The summer of 2011 is shaping up to be the season of the tech IPO. The past three weeks have seen the initial public offerings of LinkedIn and Yandex, Groupon’s S-1 filing, and S-1 updates from Kayak and Pandora, to name just a few. And according to a report published today by Bloomberg, social gaming giant Zynga is next in line for its stock market debut.
Zynga is in the final stages of negotiations with investment bank Goldman Sachs to lead its IPO, according to the Bloomberg report, which cites an anonymous source with knowledge of the situation. The Goldman mandate is expected to be finalized Friday, and Zynga is reportedly looking to file its S-1 with the Securities and Exchange Commission by the end of June.
Zynga is also looking to Goldman Sachs to provide the company with a line of credit worth more than $1 billion that Zynga plans to put toward acquisitions, the report said.
When reached by GigaOM, a Zynga spokesperson declined to comment on the company’s IPO or debt-raising plans.

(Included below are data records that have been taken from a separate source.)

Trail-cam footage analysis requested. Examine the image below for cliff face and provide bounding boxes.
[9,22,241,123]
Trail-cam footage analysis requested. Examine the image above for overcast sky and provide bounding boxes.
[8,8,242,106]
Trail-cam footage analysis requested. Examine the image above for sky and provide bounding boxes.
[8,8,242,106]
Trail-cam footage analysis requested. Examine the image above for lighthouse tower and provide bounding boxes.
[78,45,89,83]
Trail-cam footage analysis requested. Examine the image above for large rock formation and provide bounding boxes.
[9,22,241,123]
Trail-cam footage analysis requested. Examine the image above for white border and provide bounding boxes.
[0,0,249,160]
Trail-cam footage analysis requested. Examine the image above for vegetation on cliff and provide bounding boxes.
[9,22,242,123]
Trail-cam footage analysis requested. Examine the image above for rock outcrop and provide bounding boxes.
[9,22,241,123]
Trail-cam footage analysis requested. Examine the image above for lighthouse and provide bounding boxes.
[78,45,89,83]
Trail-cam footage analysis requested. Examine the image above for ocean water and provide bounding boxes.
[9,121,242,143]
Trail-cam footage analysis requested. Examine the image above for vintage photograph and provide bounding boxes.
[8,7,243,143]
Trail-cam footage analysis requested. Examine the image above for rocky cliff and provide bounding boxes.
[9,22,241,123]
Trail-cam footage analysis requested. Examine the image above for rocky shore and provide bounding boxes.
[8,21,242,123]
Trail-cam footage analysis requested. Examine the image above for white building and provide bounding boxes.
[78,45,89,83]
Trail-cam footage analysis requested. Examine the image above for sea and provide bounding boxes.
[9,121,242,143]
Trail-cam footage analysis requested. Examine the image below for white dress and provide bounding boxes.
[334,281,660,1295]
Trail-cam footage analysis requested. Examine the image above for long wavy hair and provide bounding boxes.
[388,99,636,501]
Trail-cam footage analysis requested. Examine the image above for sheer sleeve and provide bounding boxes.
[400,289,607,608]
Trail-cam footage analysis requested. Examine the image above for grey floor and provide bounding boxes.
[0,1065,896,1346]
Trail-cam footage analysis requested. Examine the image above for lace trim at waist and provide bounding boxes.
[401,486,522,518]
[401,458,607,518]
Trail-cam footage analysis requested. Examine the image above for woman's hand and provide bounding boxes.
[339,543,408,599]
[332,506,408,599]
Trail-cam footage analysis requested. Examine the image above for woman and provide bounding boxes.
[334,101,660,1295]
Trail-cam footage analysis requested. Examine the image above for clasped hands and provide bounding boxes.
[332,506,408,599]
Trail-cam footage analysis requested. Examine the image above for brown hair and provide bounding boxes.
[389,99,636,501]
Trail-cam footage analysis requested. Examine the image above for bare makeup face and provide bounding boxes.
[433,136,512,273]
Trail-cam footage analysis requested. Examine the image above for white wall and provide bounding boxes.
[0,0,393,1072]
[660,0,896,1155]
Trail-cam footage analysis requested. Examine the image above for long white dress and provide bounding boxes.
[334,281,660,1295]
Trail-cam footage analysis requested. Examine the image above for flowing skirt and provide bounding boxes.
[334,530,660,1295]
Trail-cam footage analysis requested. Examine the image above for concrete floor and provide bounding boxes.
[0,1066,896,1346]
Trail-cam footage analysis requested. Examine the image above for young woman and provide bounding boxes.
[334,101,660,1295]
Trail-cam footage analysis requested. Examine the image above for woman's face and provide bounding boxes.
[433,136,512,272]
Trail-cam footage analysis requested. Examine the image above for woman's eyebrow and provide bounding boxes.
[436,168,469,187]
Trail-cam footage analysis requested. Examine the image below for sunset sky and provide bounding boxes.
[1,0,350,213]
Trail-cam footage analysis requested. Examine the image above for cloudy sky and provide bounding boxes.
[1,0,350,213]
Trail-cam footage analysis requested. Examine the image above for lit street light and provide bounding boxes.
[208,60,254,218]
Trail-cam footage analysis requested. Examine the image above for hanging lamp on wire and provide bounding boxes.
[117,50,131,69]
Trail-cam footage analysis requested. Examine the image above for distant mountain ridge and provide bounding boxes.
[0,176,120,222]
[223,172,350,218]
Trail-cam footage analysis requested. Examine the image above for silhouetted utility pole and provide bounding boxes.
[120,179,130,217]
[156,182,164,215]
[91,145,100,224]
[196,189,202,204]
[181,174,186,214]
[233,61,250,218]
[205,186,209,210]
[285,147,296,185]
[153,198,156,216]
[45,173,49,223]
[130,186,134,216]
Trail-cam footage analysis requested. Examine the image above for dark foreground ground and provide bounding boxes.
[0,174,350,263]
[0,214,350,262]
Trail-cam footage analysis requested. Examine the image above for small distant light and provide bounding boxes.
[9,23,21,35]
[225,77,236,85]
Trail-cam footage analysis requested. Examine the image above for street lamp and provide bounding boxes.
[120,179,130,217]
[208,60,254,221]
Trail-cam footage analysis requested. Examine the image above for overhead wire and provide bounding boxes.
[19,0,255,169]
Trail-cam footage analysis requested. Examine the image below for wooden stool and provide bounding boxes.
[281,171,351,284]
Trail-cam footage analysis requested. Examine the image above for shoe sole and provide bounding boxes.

Zynga has been growing at an even faster clip than usual of late, having made at least six acquisitions since the start of 2011. Companies often engage in aggressive bulk-up behavior in the run up to an IPO, so Zynga’s heavy M&A activity and product expansion could indicate the IPO rumors are rooted in fact. The public market has shown a healthy appetite for Internet stocks, and Zynga, which is profitable and said to be on track to make $1.8 billion in revenue for 2011, has good reason to believe that now is the time to try to hit the public markets.